Sweden To Deport Up To 80,000 Refugees Who Arrived In 2015, Interior Minister Anders Ygeman Says
Sweden will expel up to 80,000 asylum-seekers who arrived in the country in 2015 and whose application for refuge was rejected, Swedish Interior Minister Anders Ygeman said Wednesday. The Scandinavian nation accepted about 160,000 asylum-seekers last year, making it the largest refuge country per capita in Europe.
"We are talking about 60,000 people but the number could climb to 80,000," Ygeman was quoted as saying by Swedish media, according to Agence France-Presse. The minister also said that the government asked police and authorities in charge of refugees to arrange their expulsion, likely to take place over several years.
Rejected refugees are usually deported using commercial flights. But given the large number of asylum-seekers to be expelled, Sweden would use specially chartered aircraft to take them out of the country, Ygeman said, Sky News reported.
"The initial action is to get to a voluntary return and create the conditions for it [deportation]. But we cannot stay there, we need a return by means of coercion," Ygeman said, according to Deutsche Welle.
The number of refugees entering the country has reportedly dropped significantly since Sweden imposed photo identity checks on travelers from Denmark earlier this month. Swedish authorities extended border checks in the south of the country until Feb. 8 amid ongoing efforts to curtail the flow of refugees coming north from Denmark.

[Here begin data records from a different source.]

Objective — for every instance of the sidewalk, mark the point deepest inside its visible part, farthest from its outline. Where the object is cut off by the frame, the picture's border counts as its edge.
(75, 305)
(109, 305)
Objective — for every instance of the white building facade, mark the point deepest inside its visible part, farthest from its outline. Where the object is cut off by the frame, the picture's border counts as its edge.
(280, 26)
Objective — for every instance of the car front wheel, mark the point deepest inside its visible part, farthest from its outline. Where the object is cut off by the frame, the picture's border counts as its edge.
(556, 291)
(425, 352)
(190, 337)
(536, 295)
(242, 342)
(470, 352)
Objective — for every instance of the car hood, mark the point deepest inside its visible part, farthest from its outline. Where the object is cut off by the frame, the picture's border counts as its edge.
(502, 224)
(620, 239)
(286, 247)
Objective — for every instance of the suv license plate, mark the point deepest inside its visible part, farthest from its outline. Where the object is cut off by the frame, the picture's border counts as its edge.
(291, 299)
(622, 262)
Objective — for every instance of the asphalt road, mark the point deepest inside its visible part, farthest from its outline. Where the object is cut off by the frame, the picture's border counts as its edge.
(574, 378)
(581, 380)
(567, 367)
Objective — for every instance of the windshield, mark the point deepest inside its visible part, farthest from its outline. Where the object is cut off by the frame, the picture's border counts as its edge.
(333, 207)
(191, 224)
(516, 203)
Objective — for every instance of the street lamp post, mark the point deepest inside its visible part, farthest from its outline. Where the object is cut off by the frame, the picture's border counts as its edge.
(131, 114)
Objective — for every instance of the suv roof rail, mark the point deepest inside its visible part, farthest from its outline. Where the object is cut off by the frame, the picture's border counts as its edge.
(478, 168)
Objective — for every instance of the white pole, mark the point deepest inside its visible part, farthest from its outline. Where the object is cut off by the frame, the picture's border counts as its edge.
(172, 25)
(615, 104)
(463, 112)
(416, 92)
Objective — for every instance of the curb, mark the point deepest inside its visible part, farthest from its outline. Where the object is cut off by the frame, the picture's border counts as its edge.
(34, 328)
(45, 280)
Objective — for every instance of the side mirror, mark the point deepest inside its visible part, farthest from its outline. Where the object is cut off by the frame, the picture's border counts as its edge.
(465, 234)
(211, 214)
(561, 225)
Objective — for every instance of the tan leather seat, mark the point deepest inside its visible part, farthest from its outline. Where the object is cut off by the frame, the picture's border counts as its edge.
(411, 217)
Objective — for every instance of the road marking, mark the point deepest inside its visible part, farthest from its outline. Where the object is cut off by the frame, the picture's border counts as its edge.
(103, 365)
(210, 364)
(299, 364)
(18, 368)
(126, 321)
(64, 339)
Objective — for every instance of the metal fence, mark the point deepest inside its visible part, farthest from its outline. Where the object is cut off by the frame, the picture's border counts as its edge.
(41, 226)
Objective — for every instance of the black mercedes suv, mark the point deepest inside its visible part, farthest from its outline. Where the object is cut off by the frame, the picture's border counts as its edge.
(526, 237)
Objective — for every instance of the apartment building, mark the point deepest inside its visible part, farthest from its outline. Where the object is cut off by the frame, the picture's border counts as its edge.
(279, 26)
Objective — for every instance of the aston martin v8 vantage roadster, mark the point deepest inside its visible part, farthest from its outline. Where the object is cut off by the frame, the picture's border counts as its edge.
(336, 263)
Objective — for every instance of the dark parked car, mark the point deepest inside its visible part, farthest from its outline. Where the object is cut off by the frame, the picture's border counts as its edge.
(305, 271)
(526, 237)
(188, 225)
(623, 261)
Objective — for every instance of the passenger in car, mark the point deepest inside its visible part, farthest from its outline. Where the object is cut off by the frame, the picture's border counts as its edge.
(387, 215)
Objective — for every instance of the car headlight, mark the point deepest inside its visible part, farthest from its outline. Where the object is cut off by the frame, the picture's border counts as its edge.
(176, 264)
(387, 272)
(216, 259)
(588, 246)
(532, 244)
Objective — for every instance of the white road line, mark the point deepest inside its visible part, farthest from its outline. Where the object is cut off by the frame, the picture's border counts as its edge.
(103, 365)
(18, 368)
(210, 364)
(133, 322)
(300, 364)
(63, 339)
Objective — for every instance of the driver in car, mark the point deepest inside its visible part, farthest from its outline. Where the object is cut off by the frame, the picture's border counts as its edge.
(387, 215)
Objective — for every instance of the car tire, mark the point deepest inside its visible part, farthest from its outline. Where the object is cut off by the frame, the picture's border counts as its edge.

Last Thursday, Swedish Prime Minister Stefan Löfven said that Europe could easily take in millions of refugees every year if neighboring countries were willing to work to accept as many refugees as Sweden had. However, if that does not happen, Europe’s decades-old union will be in a fix, Löfven said, at the World Economic Forum in Switzerland.
Löfven said “we found ourselves in a situation where it was unsustainable, and we had to take action to reduce the number of asylum applications.” He also urged other European countries to do more in order to accept refugees.
“We need to improve the European refugee policy toward the system that shares the responsibility for receiving refugees more even [sic] throughout Europe,” Löfven said. “My argument toward the countries that say they do not want to receive refugees is that if we cannot handle this as a European union, the European Union in itself is at risk.”